The loss of viability of suspended carrot cells was measured at the indicated times after elicitor application. Relative viability was calculated as A_{555-655 *} mg¹ fresh weight using the tetrazolium assay according to Koch et al. (1998).

In Situ Infiltration of Leaves with PaNie₂₁₃

Plants were grown under constant greenhouse conditions (60% relative humidity, long day: 16 h at 22°C and 8 h at 18°C). Leaves of 3-week-old Arabidopsis plants (Col-0), 4-month-old tobacco (Nicotiana tabacum) plants (W38), tomato (Lycopersicon esculentum Mill.) plants, 1-week-old maize (Zea mays) plants, Tradescantia zebrina (Bosse) plants, and oat (Avena sativa) plants were infiltrated in situ with constant volumes (5 µL) of PaNie₂₁₃ solutions. BSA and the corresponding buffer were used as controls. The solutions were injected into the intercellular space through the stomata pore using a 1-mL syringe without hypodermic needle. Leaves were harvested 24 h after infiltration to visualize callose deposition and after 48 h to monitor necrotic effects.

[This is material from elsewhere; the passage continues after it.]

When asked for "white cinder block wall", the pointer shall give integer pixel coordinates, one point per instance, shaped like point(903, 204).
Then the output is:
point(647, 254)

Analysis of Callose Deposition

To visualize callose deposition, seedlings were treated and stained as described by Gómez-Gómez et al. (1999) according to Currier and Strugger (1956). The tissue was fixed overnight in 1% (v/v) glutaraldehyde, 5 mM citric acid, 90 mM Na₂HPO₄ (pH 7.4). The chlorophyll was removed and the specimens were dehydrated in ethanol. The transparent leaves were transferred to 50% (v/v) ethanol and afterward equilibrated in 67 mM K₂HPO₄ (pH 12.0) and then stained for 1 h at room temperature in 0.1% (w/v) aniline blue dissolved in 67 mM K₂HPO₄ (pH 12.0). The stained leaves were transferred to a microscopic slide in 70% (v/v) glycerol and 30% (v/v) staining solution and examined under UV epifluorescence (Zeiss, Axioplan, Oberkochen, Germany). The callose deposits were visible as pale-blue fluorescence.